Un troisième sous-ensemble est le public « traditionnaliste ». Il désigne une population hétérogène, souvent composée de Juifs originaires d’Afrique du Nord et du Moyen-Orient, de milieux populaires, et caractérisée par un attachement aux rites juifs, mais entretenant un rapport plutôt symbolique à la norme religieuse. Ce public est relativement stable sur le plan démographique : il formait 36,9 % de la population juive israélienne entre 2003 et 2011 contre 33,4 % pour la période 2012-2020. Politiquement, malgré des divergences importantes, les populations traditionalistes tendent à former la base électorale du Likoud de Benyamin Nétanyahou.

Les Juifs sécularisés

De leur côté, les partis politiques centristes et de gauche (aujourd’hui dans l’opposition) mobilisent principalement dans un quatrième secteur, celui des Juifs sécularisés (hilonim), ensemble démographique le plus important de la population juive (44 %). Mais avec un taux de fécondité de 2,2 enfants par femme, leur poids démographique relatif diminue face aux secteurs traditionalistes, haredis et nationaux-religieux.

Depuis la fin objective des accords d’Oslo et les violences politico-militaires des années 2000, ces partis se sont détournés du « processus de paix » pour se tourner vers des programmes économiques néolibéraux, la promesse d’une nation « high-tech », la gestion « sécuritaire » de l’occupation en Cisjordanie et la défense des institutions face à la « menace » posée par la croissance des secteurs religieux.

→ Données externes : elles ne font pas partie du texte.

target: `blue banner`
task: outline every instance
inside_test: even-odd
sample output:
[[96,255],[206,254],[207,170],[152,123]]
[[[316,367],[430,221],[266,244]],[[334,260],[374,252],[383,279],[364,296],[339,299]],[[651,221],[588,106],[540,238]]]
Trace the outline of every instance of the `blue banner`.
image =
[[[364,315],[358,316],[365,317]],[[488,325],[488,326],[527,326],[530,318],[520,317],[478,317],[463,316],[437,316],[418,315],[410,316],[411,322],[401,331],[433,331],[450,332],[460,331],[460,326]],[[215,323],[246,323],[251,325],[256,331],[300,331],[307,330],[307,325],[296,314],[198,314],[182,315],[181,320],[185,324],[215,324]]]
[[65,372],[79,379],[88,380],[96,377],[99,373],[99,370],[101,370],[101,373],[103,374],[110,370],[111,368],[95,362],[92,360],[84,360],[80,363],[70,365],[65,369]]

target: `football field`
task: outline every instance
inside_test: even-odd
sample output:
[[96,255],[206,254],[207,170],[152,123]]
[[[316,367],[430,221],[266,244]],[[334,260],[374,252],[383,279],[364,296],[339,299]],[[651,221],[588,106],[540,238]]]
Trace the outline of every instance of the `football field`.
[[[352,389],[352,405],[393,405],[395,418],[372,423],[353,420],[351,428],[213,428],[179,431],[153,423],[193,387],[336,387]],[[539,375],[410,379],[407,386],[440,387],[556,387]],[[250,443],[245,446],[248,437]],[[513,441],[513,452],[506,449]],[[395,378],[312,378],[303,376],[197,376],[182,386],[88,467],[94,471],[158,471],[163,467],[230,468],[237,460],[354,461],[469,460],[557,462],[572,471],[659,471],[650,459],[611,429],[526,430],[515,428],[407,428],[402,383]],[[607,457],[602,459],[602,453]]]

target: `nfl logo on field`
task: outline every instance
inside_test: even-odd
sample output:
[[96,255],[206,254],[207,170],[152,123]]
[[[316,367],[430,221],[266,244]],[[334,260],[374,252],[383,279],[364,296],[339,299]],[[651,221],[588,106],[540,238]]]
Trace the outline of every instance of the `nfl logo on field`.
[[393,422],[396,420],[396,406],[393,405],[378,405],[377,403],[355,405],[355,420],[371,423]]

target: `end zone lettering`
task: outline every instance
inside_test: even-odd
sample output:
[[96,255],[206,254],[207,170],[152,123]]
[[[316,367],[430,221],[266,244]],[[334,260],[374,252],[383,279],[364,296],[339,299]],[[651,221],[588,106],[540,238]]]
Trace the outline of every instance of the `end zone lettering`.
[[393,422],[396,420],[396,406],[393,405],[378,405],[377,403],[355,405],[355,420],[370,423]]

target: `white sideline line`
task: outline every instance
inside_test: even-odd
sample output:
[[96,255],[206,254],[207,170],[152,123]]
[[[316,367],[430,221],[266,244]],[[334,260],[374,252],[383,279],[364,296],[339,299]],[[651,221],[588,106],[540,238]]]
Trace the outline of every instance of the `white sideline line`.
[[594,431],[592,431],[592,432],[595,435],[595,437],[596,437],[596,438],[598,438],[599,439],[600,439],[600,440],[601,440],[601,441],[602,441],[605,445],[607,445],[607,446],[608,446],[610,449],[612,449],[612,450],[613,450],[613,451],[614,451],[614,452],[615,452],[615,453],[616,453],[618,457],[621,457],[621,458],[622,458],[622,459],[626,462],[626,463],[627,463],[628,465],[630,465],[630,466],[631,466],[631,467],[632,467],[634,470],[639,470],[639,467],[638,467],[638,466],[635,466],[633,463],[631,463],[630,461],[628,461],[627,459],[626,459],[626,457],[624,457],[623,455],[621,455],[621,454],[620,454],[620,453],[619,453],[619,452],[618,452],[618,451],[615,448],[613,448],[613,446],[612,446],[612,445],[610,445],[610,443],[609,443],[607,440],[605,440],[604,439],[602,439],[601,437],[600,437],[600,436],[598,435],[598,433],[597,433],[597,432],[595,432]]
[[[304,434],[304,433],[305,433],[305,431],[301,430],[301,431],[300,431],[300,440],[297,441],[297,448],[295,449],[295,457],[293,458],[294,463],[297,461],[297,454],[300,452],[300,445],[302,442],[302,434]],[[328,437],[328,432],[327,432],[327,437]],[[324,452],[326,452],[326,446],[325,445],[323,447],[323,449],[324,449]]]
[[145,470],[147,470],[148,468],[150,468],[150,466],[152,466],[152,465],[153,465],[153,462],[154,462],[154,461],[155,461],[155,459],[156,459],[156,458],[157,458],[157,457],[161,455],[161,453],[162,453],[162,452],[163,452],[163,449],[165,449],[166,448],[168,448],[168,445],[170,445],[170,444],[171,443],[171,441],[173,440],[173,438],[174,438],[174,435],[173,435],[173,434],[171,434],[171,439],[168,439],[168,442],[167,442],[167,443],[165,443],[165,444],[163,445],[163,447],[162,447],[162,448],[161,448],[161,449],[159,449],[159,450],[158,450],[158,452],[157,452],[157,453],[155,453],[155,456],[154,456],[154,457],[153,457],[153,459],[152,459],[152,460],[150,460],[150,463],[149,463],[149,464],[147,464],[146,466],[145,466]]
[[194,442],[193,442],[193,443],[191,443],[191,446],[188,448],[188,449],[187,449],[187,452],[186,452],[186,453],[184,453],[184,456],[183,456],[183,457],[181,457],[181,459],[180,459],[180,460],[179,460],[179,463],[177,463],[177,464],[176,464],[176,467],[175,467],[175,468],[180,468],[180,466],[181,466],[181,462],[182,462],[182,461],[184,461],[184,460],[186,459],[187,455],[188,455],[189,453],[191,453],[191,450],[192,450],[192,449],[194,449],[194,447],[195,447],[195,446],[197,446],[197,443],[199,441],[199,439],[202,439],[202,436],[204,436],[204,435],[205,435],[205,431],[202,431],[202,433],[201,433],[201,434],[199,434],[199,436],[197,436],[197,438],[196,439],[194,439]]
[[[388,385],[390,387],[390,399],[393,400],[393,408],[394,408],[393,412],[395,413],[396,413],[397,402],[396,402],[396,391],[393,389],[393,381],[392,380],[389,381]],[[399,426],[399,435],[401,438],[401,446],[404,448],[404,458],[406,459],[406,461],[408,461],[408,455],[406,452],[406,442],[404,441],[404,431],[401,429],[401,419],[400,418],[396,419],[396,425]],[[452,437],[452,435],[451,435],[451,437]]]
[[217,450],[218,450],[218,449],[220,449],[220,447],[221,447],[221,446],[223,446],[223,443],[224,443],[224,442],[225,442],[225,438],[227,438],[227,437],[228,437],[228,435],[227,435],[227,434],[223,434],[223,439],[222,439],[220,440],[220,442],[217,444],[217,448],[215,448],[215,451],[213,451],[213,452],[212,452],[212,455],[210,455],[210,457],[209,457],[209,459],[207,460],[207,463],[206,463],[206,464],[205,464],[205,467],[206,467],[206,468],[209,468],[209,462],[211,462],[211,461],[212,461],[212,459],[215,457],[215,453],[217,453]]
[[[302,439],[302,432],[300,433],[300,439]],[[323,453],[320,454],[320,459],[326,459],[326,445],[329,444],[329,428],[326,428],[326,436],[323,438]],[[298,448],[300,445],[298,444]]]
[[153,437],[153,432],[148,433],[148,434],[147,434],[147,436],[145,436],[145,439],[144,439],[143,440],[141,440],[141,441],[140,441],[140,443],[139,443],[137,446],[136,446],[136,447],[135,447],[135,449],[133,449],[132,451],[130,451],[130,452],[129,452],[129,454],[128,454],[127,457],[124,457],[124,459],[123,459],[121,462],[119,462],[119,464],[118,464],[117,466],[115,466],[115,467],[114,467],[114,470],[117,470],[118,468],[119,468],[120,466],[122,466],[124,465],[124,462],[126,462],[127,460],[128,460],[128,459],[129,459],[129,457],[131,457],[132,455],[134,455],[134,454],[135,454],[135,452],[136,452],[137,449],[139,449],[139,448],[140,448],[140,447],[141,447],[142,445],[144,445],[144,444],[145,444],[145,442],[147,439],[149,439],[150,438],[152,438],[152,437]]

Outre l’augmentation générale des violences, depuis plusieurs semaines, le gouvernement israélien fait face à un mouvement de contestation sans précédent, marqué par de très importantes manifestations visant à défendre la Cour suprême, dont l’indépendance est menacée par un projet de réforme. Si ce mouvement mobilise largement chez les Juifs sécularisés, son succès dépendra de sa capacité à s’étendre aux secteurs religieux et traditionalistes, devenus incontournables.